In deze zaak, behandeld door het Gerechtshof Amsterdam op 7 december 2004, staat de douanewaarde van ingevoerde vis centraal. M B.V., de belanghebbende, heeft in de periode van mei tot december 1997 86 invoeraangiften gedaan voor vis afkomstig uit Sri Lanka en Indonesië. De douane heeft bij de aangiften enkel de RB-factuur ontvangen, terwijl er ook QC-facturen bestonden die aanvullende kosten voor kwaliteitscontrole en verwerking omvatten. De inspecteur van de Belastingdienst heeft de douanewaarde vastgesteld op basis van de ontvangen facturen, maar M B.V. betwist deze waarde en stelt dat de douanewaarde te hoog is vastgesteld. De inspecteur heeft echter geen aanleiding gezien om de douanewaarde te verlagen, ondanks signalen van mogelijke fraude en onregelmatigheden in de facturering door de leverancier.
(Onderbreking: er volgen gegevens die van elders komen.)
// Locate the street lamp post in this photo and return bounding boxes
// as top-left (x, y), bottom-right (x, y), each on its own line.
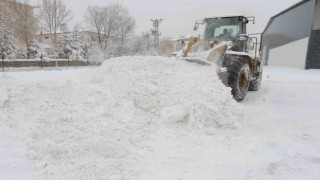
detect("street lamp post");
top-left (151, 19), bottom-right (163, 48)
De Douanekamer oordeelt dat de inspecteur terecht is afgeweken van de op de aangifte vermelde douanewaarde. De verklaringen van de directeur van M B.V. zijn vaag en niet eenduidig, en er is geen bewijs geleverd dat de douanewaarde onjuist is vastgesteld. De stelling dat de goederen voor een lagere prijs zijn gekocht, wordt niet onderbouwd. De Douanekamer concludeert dat de inspecteur niet in de fout is gegaan en dat de douanewaarde zoals vastgesteld door de inspecteur gerechtvaardigd is.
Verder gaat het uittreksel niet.